Our study showed one subject fulfilled the metabolic syndrome at BMI <18.5 kg/m2. Also, in this BMI category, there were 9, 2, 6, 9, 3 subjects be abnormal in fasting plasma sugar, triglyceride, HDL-C, blood pressure, waist circumference, respectively. We must be alert to the metabolic associated disorders, even in individuals who are underweight (BMI <18.5 kg/m2). So, we proposed the term of metabolically obese, non-obese (MONO) individuals to emphasize the importance of non-obese individuals in the present of metabolic associated disorders.
The high prevalence of abnormal metabolic risk factors among individuals with upper normal to slightly elevated BMI in this cohort suggests that current recommendations for weight loss may need to be modified. Weight loss in individuals with BMI <25.0 kg/m2 should be considered if they also have the metabolic syndrome.15 Current weight-loss recommendations do not advise patients with BMI <25.0 kg/m2 to lose weight, and it is not recommended for patients with BMI <27.0 kg/m2 to use pharmaceutical agents as adjuncts to weight-loss regimens.29 Weight loss in individuals with BMI <25.0 kg/m2 should be considered if they also have the metabolic syndrome.15
There are some limitations to the present study. Although the authors cannot infer this result to all Taiwanese, those who with metabolic syndrome are at increased risk for developing diabetes mellitus and cardiovascular disease, so the high prevalence of this condition may also have serious implications for Taiwan health care costs.
The cross-sectional nature of the study does not permit causal inferences to be made about the relationship between BMI and the metabolic syndrome, but an increase in BMI is probably the cause of metabolic syndrome. We controlled age, cigarette smoking, alcohol consumption, betel nut chewing, blood routine, biochemical data, hepatitis B virus surface antigen and anti-hepatitis C virus. The metabolic syndrome or insulin resistance syndrome is also associated with non-alcoholic fatty liver disease (NAFLD);30,31 abnormal ALT is the leading cause of NAFLD, and is a predictor of type 2 diabetes.32 The association of uric acid with cardiovascular disease is controversial, but it is a risk factor in Ruderman′ s definition of the MONW individual.4 We did not control for the other risk factors of a MONW individual: a family history of the associated metabolic disorders, and the predisposing factors of low birth weight and inactivity and PCOS,4 but the results showed the same trend, compared with St-Onge′s15 and Wildman′s16 study.
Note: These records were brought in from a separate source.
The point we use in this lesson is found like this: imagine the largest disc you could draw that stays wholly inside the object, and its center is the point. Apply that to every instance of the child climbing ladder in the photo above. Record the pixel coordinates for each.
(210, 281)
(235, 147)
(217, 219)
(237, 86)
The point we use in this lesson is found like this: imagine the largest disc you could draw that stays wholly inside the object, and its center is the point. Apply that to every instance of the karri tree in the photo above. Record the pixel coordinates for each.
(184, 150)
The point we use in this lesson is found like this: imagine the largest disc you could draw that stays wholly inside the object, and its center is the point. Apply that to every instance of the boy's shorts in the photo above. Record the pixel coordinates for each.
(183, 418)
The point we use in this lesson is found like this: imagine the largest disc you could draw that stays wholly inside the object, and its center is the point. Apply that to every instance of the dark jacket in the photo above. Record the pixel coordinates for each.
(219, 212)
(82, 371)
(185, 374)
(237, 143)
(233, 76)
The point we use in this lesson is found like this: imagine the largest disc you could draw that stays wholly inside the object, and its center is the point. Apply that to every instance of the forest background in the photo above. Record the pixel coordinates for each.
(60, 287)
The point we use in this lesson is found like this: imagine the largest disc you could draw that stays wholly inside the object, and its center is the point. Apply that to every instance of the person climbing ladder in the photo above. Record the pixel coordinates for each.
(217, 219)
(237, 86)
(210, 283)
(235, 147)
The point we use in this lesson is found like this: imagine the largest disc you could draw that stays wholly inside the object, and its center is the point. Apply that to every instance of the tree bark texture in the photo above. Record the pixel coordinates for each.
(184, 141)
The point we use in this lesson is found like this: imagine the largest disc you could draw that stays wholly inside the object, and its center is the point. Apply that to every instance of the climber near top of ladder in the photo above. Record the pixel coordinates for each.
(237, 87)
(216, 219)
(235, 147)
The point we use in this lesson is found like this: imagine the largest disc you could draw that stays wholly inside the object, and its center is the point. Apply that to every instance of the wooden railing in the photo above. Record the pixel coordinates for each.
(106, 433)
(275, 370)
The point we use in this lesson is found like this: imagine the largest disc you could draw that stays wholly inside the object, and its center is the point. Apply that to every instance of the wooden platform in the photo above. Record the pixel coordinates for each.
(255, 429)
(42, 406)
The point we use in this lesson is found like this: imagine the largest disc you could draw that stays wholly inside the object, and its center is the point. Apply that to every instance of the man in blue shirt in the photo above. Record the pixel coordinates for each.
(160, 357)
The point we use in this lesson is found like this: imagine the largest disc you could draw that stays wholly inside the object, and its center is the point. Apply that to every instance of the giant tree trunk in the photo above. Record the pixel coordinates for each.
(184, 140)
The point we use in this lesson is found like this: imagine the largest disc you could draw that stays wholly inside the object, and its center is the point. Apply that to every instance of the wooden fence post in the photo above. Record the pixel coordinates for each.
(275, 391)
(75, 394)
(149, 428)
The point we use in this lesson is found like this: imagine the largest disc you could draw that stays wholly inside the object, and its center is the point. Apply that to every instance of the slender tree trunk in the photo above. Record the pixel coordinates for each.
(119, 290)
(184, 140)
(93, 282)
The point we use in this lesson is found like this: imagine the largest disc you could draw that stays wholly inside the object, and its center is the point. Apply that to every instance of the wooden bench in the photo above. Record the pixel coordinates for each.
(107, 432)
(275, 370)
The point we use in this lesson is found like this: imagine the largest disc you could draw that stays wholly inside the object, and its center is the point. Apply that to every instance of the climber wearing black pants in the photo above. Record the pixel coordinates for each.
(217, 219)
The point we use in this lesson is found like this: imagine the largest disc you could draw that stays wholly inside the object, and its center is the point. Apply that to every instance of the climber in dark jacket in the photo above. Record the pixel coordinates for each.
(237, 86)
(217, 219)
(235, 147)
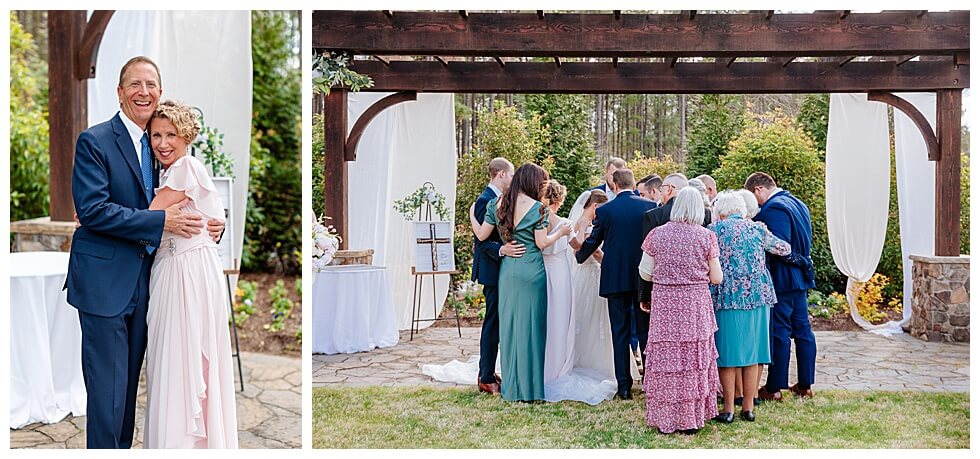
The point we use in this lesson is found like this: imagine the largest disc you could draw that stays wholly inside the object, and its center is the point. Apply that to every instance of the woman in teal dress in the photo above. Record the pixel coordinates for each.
(742, 300)
(523, 302)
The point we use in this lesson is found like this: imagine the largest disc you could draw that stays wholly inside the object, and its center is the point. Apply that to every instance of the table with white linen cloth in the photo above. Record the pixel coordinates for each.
(45, 341)
(352, 310)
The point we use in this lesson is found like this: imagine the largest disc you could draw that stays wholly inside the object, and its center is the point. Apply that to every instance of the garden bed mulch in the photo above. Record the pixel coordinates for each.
(838, 322)
(253, 337)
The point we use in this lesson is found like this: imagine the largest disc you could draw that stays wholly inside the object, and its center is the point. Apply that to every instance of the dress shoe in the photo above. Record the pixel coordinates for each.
(491, 388)
(802, 393)
(738, 401)
(766, 396)
(726, 418)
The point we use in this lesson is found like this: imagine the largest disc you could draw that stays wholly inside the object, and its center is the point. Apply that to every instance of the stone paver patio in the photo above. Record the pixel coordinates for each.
(269, 410)
(845, 360)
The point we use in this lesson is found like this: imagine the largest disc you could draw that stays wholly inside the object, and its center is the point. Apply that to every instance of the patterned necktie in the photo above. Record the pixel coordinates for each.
(147, 169)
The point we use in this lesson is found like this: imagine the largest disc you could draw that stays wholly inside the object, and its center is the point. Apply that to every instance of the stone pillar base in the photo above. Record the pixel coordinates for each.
(941, 298)
(41, 235)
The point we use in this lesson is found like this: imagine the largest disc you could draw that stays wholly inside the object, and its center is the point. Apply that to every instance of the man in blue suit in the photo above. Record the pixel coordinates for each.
(619, 224)
(111, 253)
(789, 219)
(486, 270)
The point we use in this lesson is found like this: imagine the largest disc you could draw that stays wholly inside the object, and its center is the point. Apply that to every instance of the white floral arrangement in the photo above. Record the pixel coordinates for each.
(427, 194)
(326, 242)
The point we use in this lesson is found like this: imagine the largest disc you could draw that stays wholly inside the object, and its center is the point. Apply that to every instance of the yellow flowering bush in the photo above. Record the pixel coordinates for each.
(870, 301)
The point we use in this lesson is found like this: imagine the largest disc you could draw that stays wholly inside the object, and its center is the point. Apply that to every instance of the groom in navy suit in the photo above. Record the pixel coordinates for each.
(619, 224)
(486, 270)
(789, 219)
(111, 252)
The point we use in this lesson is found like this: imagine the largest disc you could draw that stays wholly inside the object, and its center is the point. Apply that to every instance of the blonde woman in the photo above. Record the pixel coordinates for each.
(190, 384)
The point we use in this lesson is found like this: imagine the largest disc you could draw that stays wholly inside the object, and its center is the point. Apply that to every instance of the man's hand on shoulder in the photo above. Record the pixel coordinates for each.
(216, 229)
(512, 249)
(181, 224)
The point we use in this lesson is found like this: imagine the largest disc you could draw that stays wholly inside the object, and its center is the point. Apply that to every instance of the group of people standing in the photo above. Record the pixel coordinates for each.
(709, 285)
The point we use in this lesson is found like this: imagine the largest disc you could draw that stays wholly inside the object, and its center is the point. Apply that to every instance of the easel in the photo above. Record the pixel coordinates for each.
(417, 303)
(234, 328)
(420, 280)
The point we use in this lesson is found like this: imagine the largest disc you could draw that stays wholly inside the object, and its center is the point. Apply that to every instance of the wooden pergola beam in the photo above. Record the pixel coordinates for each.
(949, 109)
(661, 78)
(642, 35)
(335, 166)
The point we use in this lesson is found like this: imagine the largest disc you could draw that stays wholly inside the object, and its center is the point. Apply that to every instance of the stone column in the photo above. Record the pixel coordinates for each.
(41, 235)
(940, 298)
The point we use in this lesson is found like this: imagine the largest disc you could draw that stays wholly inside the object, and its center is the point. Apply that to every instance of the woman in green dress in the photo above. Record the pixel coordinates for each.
(523, 305)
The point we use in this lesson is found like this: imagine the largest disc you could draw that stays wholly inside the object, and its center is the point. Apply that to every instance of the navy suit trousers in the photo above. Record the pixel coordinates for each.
(112, 356)
(489, 336)
(790, 320)
(621, 320)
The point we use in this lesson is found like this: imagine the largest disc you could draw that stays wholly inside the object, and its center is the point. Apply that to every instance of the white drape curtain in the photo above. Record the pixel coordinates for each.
(205, 61)
(916, 178)
(405, 146)
(857, 182)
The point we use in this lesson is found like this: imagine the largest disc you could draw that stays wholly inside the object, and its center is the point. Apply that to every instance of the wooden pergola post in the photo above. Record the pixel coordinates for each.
(335, 166)
(73, 47)
(949, 106)
(67, 105)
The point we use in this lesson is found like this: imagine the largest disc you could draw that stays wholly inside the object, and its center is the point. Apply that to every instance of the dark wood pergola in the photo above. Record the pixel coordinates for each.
(681, 52)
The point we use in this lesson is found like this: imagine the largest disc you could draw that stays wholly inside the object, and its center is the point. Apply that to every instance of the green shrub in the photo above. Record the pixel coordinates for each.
(273, 216)
(29, 156)
(317, 165)
(777, 146)
(570, 142)
(244, 301)
(813, 118)
(826, 306)
(643, 167)
(503, 132)
(715, 120)
(281, 306)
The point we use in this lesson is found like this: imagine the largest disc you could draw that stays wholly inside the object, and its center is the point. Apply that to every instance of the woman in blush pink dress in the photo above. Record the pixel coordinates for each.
(680, 258)
(190, 401)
In conclusion, individuals in the upper normal-weight and slightly overweight BMI range have a relatively high prevalence and are at increased risk of having metabolic syndrome and its components. The results showed the same trends as in St-Onge′s and Wildman′s study. Moreover, the metabolic syndrome exists even in individuals with lower normal weight, and underweight men. Therefore, physicians should screen metabolic syndrome in not only obese but also non-obese individuals in the prevention of type 2 diabetes and cardiovascular diseases.